En la ocasión, a la actriz que hiciese el papel habría que ponerle un sostén Directorio, para que se viesen bien los lozanos senos, y la corona fuese como en repisa de nieve. En un aparte el Coro diría esta imagen poética. Ifigenia temía acercarse a la ventana, retrocedía, se arrodillaba, se sentaba en el borde de una silla, hasta que al fin se decidía. Levantaba la cabeza y se decidía. Ya estaba en la ventana. Ya tenía ante ella las amarillentas colinas fronterizas, los oscuros bosques, la amplia vega regadía, los viñedos y las tierras de pan. Ya podía, con la mirada de sus ojos verdes, recorrer paso a paso el camino real, desde que aparecía en la curva del mojón de la lengua del lobo, hasta que bifurcaba junto al palomar de bravas del rey. Filón, para poder enseñar en su día en el teatro a la primera actriz la marcha vacilante de Ifigenia, la quiso mimar él mismo. Tomó en sus manos y la apoyó contra su pecho la corona de latón dorado que se usaba en el Edipo, y que había traído del teatro a casa para restaurarla, que le había caído precisamente el cristal de fondo de vaso que figuraba el gran rubí tebano, y que en el momento de quedarse Edipo sin ojos, figuraba uno en la frente, encendido, como si el santo rey fuese terrible cíclope, raro monóculo. Y caminó Filón haciendo lo que imaginaba para la escena tercera con Ifigenia sola y dudando, y recitando el texto:
IFIGENIA
[Deteniéndose]. ¿Quién me llama? ¿Qué voz viaja hacia mí, cuyas aladas palabras pasan rozando mis orejas sin que pueda entender el mensaje? [Avanza dos pasos y se arrodilla]. ¡Soy una niña delicada, y pesará demasiado el cántaro cuando me lo llenen de sangre y vaya a derramarlo a la tumba de mi padre! [Se levanta, avanza otros dos pasos y se sienta en el borde de la silla]. ¿Se apagó la lámpara porque llega otra luz más brillante? ¿He de ser yo quien dé la bienvenida a la nueva luz y la introduzca en mi alcoba? ¿Y si no fuese mi hermano? ¡Que esas equivocaciones se dan en las grandes tragedias! ¡Bien mejor sería que anduviese en amores, tortolilla que se esconde en el surco, a la sombra de las amapolas! ¡Ay, quién se llevará mi virgo! ¡Ay, si pudiera huir a donde no hayan oído nunca el ruido que hace una espada al chocar contra un escudo!

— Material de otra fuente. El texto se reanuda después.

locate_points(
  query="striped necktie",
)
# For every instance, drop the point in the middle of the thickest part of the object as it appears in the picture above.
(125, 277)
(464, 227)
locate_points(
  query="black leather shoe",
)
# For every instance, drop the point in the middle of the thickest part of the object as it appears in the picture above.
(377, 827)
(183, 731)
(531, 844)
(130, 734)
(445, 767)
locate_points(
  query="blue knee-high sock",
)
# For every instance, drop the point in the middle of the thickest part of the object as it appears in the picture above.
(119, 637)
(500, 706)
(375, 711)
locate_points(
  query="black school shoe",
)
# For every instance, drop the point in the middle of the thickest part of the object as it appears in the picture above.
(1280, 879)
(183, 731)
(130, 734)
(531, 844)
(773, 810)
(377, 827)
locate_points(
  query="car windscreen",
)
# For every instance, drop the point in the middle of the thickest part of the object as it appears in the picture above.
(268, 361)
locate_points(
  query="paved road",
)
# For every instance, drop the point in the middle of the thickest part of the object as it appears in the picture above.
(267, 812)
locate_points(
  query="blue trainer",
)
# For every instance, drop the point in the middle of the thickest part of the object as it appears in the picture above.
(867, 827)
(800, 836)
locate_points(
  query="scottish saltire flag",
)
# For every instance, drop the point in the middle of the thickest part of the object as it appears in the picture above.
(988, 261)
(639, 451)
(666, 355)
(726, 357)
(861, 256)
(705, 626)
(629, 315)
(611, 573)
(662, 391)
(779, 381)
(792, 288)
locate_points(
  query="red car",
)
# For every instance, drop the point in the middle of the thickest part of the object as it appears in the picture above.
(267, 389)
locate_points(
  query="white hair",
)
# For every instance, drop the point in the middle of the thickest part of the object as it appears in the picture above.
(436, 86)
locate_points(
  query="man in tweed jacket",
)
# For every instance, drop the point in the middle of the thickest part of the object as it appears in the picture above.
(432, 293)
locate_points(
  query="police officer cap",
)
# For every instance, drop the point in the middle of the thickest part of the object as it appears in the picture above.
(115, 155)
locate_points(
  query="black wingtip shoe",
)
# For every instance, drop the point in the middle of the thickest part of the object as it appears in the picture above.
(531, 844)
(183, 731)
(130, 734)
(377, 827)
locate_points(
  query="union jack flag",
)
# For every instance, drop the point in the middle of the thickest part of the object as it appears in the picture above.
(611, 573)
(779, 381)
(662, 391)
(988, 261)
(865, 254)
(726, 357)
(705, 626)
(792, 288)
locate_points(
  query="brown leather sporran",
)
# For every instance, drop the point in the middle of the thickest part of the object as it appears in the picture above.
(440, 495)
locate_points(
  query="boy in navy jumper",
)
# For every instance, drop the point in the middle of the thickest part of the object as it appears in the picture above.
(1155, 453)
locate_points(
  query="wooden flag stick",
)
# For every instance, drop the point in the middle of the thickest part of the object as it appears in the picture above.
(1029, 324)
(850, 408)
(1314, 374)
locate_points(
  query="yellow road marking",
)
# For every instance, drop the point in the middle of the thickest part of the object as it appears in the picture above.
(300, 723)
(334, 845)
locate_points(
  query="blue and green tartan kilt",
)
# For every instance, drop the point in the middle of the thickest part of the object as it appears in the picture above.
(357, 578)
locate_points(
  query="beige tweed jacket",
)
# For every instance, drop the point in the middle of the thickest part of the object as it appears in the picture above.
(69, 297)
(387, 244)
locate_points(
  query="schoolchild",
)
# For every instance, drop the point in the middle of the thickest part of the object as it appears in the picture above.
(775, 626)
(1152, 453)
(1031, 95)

[Se levanta, duda un momento, pero al fin se decide: la cabeza levantada, la corona apretada contra el pecho, se acerca a la ventana].

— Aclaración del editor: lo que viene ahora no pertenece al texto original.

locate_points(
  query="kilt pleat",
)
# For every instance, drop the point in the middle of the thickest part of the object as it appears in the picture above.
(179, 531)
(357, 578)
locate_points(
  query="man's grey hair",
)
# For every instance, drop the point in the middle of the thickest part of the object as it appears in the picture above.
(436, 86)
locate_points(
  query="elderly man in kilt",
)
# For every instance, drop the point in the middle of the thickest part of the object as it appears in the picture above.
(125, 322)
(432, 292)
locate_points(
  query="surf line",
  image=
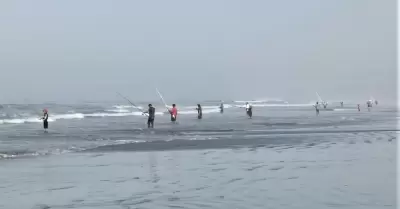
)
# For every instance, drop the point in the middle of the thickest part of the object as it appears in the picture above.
(133, 105)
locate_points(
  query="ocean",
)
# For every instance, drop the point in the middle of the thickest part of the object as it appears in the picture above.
(103, 156)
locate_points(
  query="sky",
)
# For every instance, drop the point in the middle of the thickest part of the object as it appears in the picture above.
(75, 50)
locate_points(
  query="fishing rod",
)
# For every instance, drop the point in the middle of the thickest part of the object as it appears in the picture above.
(133, 105)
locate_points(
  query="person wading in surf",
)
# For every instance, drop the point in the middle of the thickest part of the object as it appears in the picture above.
(45, 118)
(316, 108)
(199, 112)
(151, 111)
(174, 112)
(249, 110)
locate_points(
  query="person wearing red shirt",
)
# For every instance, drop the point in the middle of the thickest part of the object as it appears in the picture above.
(173, 112)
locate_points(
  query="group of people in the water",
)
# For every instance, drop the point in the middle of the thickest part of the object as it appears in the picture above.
(369, 105)
(174, 112)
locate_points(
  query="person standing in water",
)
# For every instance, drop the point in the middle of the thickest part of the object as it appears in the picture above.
(221, 107)
(369, 105)
(152, 112)
(316, 108)
(45, 120)
(249, 109)
(174, 112)
(199, 112)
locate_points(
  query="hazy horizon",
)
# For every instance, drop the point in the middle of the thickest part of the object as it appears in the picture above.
(68, 51)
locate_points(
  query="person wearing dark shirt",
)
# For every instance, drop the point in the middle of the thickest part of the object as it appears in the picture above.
(45, 120)
(199, 112)
(151, 111)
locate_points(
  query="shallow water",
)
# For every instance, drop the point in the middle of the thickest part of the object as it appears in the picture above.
(282, 158)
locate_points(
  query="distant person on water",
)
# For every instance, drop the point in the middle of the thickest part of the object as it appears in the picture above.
(45, 118)
(174, 112)
(199, 112)
(151, 111)
(369, 105)
(316, 108)
(249, 109)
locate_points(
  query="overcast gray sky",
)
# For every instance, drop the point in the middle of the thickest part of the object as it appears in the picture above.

Filón se había acercado a la ventana, con la corona de Edipo apretada contra el pecho. Y miraba como miraría Ifigenia, hacia el camino real. La ventana de Filón no da al campo, y no puede verse desde ella el camino. La ventana de Filón da a una calle que, por los obradores y tiendas que allí existen, llaman de los Bordados. La calle es estrecha, calzada de uña de perro. Junto a la puerta de uno de los obradores está un hombre alto, que ata al cuello y echa hacia la espalda una esclavina roja con vueltas negras. Está eligiendo un paño bordado con punto de brisa. Lo mira al trasluz, para averiguar las figuras del dibujo. Filón no lo reconoce. No, no es de esta polis. A Filón le sorprende la gracia sosegada de los movimientos del desconocido. Ahora le ve el noble perfil, la puntiaguda barba. El forastero se vuelve para darle el paño, que lo ha comprado, a un criado que lo sigue, y en un dedo de sus manos brilla una piedra preciosa acariciada por el sol. Y Filón, que tiene el sentido repentino de las casualidades que son necesarias para componer el argumento del drama, reclama, en su imaginación, aquella piedra para la corona real, para sustituir el perdido rubí tebano, y le da a Ifigenia el primer tema de la gran escena del reconocimiento: a la corona real de Egisto, que fue de Agamenón, le falta una piedra, que el hermano vengador, el príncipe que llega oculto y cubierto de polvo, sediento y dejando más allá de las colinas un juego de cegadores relámpagos, trae en una sortija. Filón se inclina, siempre con la corona de Edipo en las manos, para mejor ver cómo el forastero, seguido de su criado, camina por la empinada calle hacia la plaza.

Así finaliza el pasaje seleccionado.